Usted está aquí: sábado 1 de septiembre de 2007 Opinión Rituales sacros y paganos

Juan Arturo Brennan

Rituales sacros y paganos

El jueves de la semana pasada apareció en estas páginas una buena fotografía, de un meditabundo Mario Lavista, con el perro llamado Frijol cómodamente arrellanado en su regazo. El motivo de la fotografía (obra de José Carlo González), y del prolijo reportaje que la acompañaba (escrito por Arturo García Hernández), era dar noticia de la inauguración del simposio Pensar la vida, organizado por El Colegio Nacional.

Para ese acto inaugural, el propio Mario Lavista, integrante de ese cuerpo colegiado, organizó, coordinó y presentó un concierto con un repertorio irresistible: su cuarteto de cuerdas titulado Sinfonías, los delirantes Black Angels, de George Crumb, y una versión camerística de La consagración de la primavera, de Stravinski, para dos pianos y cuarteto de percusiones. (Hago, literalmente, un paréntesis, para preguntarme retóricamente si es posible hablar de una versión de cámara de esa fantástica y volcánica orgía pagana que es La consagración).

Cerrado el paréntesis, consigno aquí el hecho de que, como ha sido su costumbre en los ya numerosos conciertos coordinados para El Colegio Nacional, Lavista hizo la presentación de cada una de las obras, destacando lo más importante de ellas tanto en el plano de lo estrictamente sonoro como en el ámbito de lo conceptual.
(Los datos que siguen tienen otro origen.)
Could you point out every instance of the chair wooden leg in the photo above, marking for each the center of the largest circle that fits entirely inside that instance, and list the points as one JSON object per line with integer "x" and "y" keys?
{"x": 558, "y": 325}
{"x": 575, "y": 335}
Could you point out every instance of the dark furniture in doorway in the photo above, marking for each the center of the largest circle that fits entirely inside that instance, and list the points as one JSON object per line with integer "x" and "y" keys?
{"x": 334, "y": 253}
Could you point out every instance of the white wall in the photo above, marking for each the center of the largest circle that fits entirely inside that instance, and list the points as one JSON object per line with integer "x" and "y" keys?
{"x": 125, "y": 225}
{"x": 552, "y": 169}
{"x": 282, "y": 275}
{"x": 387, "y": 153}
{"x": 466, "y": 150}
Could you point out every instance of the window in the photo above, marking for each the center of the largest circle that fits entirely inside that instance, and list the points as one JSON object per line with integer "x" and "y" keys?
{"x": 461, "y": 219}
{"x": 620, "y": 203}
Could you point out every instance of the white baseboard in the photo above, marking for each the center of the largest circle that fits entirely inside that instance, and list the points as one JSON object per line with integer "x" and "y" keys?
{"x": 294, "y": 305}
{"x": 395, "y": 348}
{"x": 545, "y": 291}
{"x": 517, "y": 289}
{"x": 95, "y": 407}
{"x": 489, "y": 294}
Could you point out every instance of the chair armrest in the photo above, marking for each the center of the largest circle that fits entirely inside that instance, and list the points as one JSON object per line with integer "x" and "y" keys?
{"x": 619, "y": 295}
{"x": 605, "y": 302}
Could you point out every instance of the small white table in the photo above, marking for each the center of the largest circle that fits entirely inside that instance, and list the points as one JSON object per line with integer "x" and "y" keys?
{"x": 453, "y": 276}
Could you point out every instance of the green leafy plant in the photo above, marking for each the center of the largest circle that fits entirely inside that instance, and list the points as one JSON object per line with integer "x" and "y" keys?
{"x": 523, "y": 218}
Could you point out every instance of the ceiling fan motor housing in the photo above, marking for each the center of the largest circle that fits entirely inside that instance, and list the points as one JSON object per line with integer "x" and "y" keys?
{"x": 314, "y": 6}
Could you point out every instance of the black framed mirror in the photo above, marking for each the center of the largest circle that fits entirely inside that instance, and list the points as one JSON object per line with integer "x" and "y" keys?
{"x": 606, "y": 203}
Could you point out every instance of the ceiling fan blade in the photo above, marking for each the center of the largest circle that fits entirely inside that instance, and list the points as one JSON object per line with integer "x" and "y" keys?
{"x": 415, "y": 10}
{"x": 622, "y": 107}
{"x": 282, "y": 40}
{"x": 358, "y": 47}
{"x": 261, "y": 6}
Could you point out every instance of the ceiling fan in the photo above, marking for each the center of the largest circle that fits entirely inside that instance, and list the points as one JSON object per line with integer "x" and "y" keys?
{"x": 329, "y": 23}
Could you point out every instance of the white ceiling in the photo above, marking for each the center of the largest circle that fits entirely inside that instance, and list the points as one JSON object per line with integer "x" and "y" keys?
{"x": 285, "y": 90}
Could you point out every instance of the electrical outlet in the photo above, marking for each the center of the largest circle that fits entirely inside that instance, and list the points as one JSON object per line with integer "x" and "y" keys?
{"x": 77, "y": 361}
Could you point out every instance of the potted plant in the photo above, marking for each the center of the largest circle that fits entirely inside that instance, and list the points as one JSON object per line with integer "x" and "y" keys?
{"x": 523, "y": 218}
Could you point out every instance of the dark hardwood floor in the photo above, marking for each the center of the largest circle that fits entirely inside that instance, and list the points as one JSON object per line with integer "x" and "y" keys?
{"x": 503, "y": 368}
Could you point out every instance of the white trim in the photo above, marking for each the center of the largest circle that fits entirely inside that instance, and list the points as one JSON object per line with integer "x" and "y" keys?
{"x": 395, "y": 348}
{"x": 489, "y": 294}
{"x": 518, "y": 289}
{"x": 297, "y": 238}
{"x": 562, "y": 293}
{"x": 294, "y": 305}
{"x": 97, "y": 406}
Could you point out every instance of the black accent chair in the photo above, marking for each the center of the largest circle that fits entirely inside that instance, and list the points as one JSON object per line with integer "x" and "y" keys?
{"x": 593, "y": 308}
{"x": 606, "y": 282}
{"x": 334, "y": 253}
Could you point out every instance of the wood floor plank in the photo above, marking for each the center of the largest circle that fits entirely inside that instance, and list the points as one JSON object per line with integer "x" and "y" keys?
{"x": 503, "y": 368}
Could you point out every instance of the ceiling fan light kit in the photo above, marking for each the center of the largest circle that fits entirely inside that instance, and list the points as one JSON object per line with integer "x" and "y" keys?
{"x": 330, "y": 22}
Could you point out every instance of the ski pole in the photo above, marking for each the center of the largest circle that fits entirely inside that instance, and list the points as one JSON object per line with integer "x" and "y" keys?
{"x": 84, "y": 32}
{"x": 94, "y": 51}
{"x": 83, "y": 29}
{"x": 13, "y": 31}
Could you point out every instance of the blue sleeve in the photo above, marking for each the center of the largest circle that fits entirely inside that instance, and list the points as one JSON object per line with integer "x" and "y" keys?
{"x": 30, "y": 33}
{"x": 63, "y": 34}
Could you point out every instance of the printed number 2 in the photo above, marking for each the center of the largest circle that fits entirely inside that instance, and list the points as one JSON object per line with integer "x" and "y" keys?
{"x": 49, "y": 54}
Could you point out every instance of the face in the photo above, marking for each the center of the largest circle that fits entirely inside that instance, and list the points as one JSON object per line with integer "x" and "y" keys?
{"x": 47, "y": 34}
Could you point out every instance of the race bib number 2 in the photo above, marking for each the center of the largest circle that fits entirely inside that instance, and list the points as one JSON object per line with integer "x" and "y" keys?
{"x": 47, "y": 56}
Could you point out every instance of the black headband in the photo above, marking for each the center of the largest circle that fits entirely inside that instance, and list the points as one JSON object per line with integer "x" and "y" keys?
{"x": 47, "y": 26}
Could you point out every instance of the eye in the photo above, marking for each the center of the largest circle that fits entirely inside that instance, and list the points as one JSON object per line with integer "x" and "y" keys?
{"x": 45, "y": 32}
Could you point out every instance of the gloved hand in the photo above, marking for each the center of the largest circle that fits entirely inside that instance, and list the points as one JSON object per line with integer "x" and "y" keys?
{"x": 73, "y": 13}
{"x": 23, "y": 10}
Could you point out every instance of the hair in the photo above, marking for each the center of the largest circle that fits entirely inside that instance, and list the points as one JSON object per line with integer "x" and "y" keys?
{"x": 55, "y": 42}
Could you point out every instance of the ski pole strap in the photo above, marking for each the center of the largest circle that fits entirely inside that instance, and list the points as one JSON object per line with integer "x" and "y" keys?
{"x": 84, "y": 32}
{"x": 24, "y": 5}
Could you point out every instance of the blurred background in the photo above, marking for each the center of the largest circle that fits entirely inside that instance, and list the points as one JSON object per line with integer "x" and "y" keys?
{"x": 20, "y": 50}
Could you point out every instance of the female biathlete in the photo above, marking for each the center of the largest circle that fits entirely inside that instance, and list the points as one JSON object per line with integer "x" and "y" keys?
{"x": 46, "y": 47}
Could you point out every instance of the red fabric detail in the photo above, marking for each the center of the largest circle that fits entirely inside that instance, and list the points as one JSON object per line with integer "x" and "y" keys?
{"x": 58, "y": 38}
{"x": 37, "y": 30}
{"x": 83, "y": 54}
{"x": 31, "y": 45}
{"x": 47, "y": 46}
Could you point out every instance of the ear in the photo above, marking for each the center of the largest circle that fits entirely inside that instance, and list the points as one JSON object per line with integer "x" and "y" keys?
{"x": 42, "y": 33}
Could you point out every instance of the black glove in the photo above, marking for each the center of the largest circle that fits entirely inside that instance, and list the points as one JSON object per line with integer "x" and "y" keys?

En este último aspecto, su cuarteto Sinfonías destaca por tratarse de una obra mortuoria (que no fúnebre ni luctuosa) escrita en vida de su dedicataria. Quien haya escuchado, por ejemplo, el cuarteto Reflejos de la noche, de Lavista, hallará en Sinfonías una obra hermana que, sin embargo, transita por caminos mucho más amplios y variados, y por momentos da la sensación de un mosaico de iridiscencias elusivas, de una serie de cuadros sonoros que se suceden como en un sueño no del todo tranquilo.

El Cuarteto Latinoamericano (recién desempacado de sus merecidos meses sabáticos, que marcan sus 25 años de trabajo) logró la compleja tarea de dar unidad a la diversidad, y de convertir los destellos múltiples de estas Sinfonías en un solo haz de luz, coherente como un rayo láser, y a la vez de una sugestiva policromía.

El propio Cuarteto Latinoamericano se encargó después de los Black Angels, de Crumb, partitura compleja, profunda, intensa, de una rara e inquietante poética, que requiere una concentración impecable de los intérpretes. Micrófonos de contacto, numerosos y variados modos de producción sonora, copas de cristal afinadas, percusión diversa, sus propias voces como portadoras de motivos y fonemas, son los elementos constructivos de esta potente obra en la que Crumb plantea, más allá de la variedad estrictamente sonora, una cornucopia de estados de ánimo, que culmina con esa Noche de los insectos eléctricos que es, si me perdonan el símil un tanto pedestre, como una descarga de altísimo voltaje expresivo.

El Cuarteto Latinoamericano armó con exactitud y aplomo las piezas del rompecabezas de Crumb, y estos ángeles sonaron con toda la intensidad que necesitan, en parte gracias al muy buen trabajo de sonorización de Bogdan Zawistowski, cuya contribución destaco aquí precisamente porque este es un aspecto que suele ser bastante fallido en ocasiones análogas.

Plato fuerte lo fue todo el concierto, pero lo espectacular quedó a cargo de Dimitri Dudin y Duane Cochran, pianistas, quienes en compañía de los cuatro percutores que forman Tambuco se enredaron gozosamente en la maraña rítmica (que no por indescifrable es menos fascinante) que Stravinski planteó para acompañar esas imágenes de la Rusia pagana que culminan con el brutal sacrificio de una doncella. Desprovista de los colores orquestales del original (que de suyo son austeros) esta monocromática versión de La consagración de la primavera fue tocada por el sexteto con toda la enjundia primigenia que el caso requiere, y con un notable ensamble tanto en lo rítmico como en lo dinámico.

Si las obras y sus ejecuciones resultaron sobresalientes, no lo fue menos la puntual mención que hizo Lavista al triste caso de la música sacra en nuestros días. En efecto, cuando la Iglesia católica abrió las puertas a las estudiantinas y a los baladistas, la gran tradición iniciada por Perotin y Machaut se fue, literalmente, al diablo. ¿Qué podía esperarse, si no, de una institución tan cabalmente corrupta, degenerada, putrefacta, vergonzosa, venal, abusiva, mendaz y excluyente que se las ha arreglado para arruinar todo lo que toca, incluyendo la irrepetible genealogía musical que surgió entre sus muros al paso de los siglos?